Der Einstieg in den Schießsport in Deutschland ist gesetzlich klar geregelt. Welche Ausbildung Sie benötigen, hängt davon ab, was Sie erreichen möchten: Freizeitvergnügen ohne Waffenschein, eigene Sportwaffen besitzen (Waffenbesitzkarte WBK), beruflich mit Waffen arbeiten (Sicherheitsgewerbe §34a GewO) oder als Einsatzkraft auf dem aktuellsten taktischen Stand bleiben.

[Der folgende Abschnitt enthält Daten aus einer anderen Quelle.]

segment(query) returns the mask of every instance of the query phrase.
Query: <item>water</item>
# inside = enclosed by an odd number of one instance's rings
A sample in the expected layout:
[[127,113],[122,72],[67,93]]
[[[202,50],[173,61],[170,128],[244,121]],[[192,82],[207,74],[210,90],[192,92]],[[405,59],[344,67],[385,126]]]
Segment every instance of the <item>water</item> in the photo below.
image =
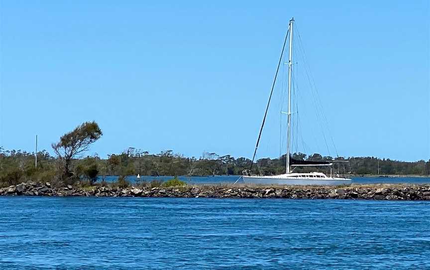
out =
[[[240,175],[222,175],[215,176],[179,176],[179,178],[190,184],[219,184],[221,183],[232,183],[236,182]],[[107,176],[106,180],[108,182],[116,181],[118,176]],[[173,178],[173,176],[141,176],[141,181],[151,181],[153,180],[166,181]],[[135,182],[135,175],[129,175],[127,179],[131,182]],[[430,177],[352,177],[354,184],[428,184],[430,183]],[[101,178],[99,177],[99,180]],[[239,180],[240,181],[240,180]]]
[[429,269],[430,202],[1,197],[1,269]]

Der typische Einstieg: Schnupperschießen
Für Einsteiger ohne Vorkenntnisse ist das Schnupperschießen in Zerbst der perfekte Start. Ab 18 Jahren, ohne Waffenschein und ohne WBK dürfen Sie unter Aufsicht unserer DSB-lizenzierten Schießleiter mit scharfen Sportwaffen üben. Beliebt als Junggesellenabschied, Firmenevent oder Geschenkgutschein. Preis: ab 49 € pro Person, max. 5 Personen.

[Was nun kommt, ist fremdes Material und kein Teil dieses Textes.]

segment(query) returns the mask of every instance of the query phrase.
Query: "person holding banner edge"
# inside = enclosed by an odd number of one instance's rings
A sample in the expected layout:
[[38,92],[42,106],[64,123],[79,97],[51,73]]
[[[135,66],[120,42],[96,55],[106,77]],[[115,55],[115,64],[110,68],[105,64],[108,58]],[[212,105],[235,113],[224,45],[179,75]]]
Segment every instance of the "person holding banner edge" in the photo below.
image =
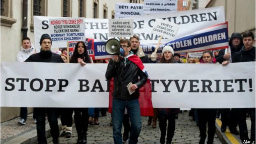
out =
[[[138,98],[139,89],[147,81],[147,76],[137,64],[128,58],[137,57],[130,51],[131,43],[126,39],[120,40],[123,53],[120,53],[121,58],[115,55],[110,60],[106,72],[106,78],[110,80],[114,78],[114,90],[113,93],[113,137],[116,144],[123,143],[121,130],[123,114],[126,107],[131,123],[129,139],[129,144],[137,144],[142,127],[140,110]],[[140,60],[139,58],[137,60]],[[141,60],[140,62],[142,64]],[[138,77],[139,80],[138,80]],[[135,92],[130,95],[126,86],[132,82],[130,90]]]
[[[221,63],[224,61],[228,60],[232,62],[231,59],[235,53],[240,51],[244,45],[242,41],[242,38],[240,33],[232,33],[229,41],[229,48],[223,49],[219,51],[219,54],[216,57],[216,62]],[[226,126],[229,124],[230,133],[235,135],[239,135],[239,132],[236,129],[238,116],[235,109],[231,109],[230,110],[230,109],[220,109],[220,111],[222,122],[221,131],[225,132]]]
[[[31,55],[25,62],[64,62],[60,56],[52,53],[52,40],[49,34],[42,35],[40,41],[41,51],[40,53]],[[47,114],[48,121],[51,128],[50,133],[54,144],[59,144],[59,125],[57,117],[57,108],[34,107],[34,113],[37,120],[37,141],[39,144],[47,143],[46,137],[45,114]]]
[[[40,52],[40,50],[35,48],[33,43],[30,42],[30,39],[29,38],[26,37],[22,39],[21,42],[22,44],[21,46],[21,51],[17,54],[17,62],[23,62],[32,55]],[[21,119],[18,122],[18,123],[20,125],[25,124],[25,122],[27,117],[27,107],[21,107],[20,116]],[[33,114],[33,118],[34,123],[36,124],[37,120],[34,113]]]
[[[174,51],[170,46],[166,46],[164,47],[162,51],[162,57],[159,63],[171,64],[177,63],[175,62],[173,55]],[[156,60],[156,59],[155,59]],[[179,108],[159,108],[158,115],[159,119],[159,128],[161,131],[160,143],[165,144],[165,135],[167,135],[166,144],[171,144],[175,131],[175,119],[176,114],[180,112]],[[168,121],[166,135],[167,122]]]
[[[243,34],[242,41],[244,46],[239,52],[235,53],[232,62],[241,62],[255,61],[255,47],[253,46],[255,42],[254,34],[252,32],[247,31]],[[242,142],[249,139],[246,124],[246,113],[248,109],[234,109],[238,114],[238,126],[240,132],[240,138]],[[249,114],[251,122],[250,140],[255,141],[255,107],[249,108]]]
[[[70,58],[70,63],[80,63],[84,66],[86,63],[93,63],[91,58],[87,52],[85,44],[83,41],[78,41],[75,45],[73,54]],[[74,119],[75,129],[78,133],[77,144],[87,143],[87,131],[88,126],[88,108],[75,108]]]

Der Weg zur Waffenbesitzkarte: Sachkunde §7 WaffG
Wer eine eigene Sportwaffe besitzen möchte, benötigt zwei Dinge: den staatlich anerkannten Waffensachkundenachweis nach §7 WaffG und einen allgemeinen Erste-Hilfe-Kurs. Die Sachkunde umfasst vier Module – Waffenrecht, Waffenkunde, Munitionskunde und Schießstandaufsicht. Unsere Waffenschule Mitteldeutschland bietet ein flexibles Kombi-Modell: 24/7 E-Learning mit über 500 Original-Prüfungsfragen plus Praxis-Wochenende vor Ort in Zerbst. Prüfung direkt bei uns – keine Pendelei zu einer IHK. Bundesweite Anerkennung. Bestehensquote 98 %.
Präzision entwickeln: Kurzwaffen- und Langwaffenkurse
Nach der Sachkunde oder parallel zu WBK-Antrag empfehlen sich Kurzwaffen-Kurse (Pistole, Revolver) oder Langwaffen-Kurse (Büchse, Flinte, halbautomatische Langwaffen). Trainiert wird mit Glock 17/19, Heckler & Koch, SIG Sauer P226, Walther, CZ und weiteren gängigen Dienst- und Sportwaffen. Für Fortgeschrittene steht dynamisches Schießen nach IPSC-Vorgaben zur Verfügung – Bewegungsabläufe, Multi-Target-Szenarien und Deckungswechsel.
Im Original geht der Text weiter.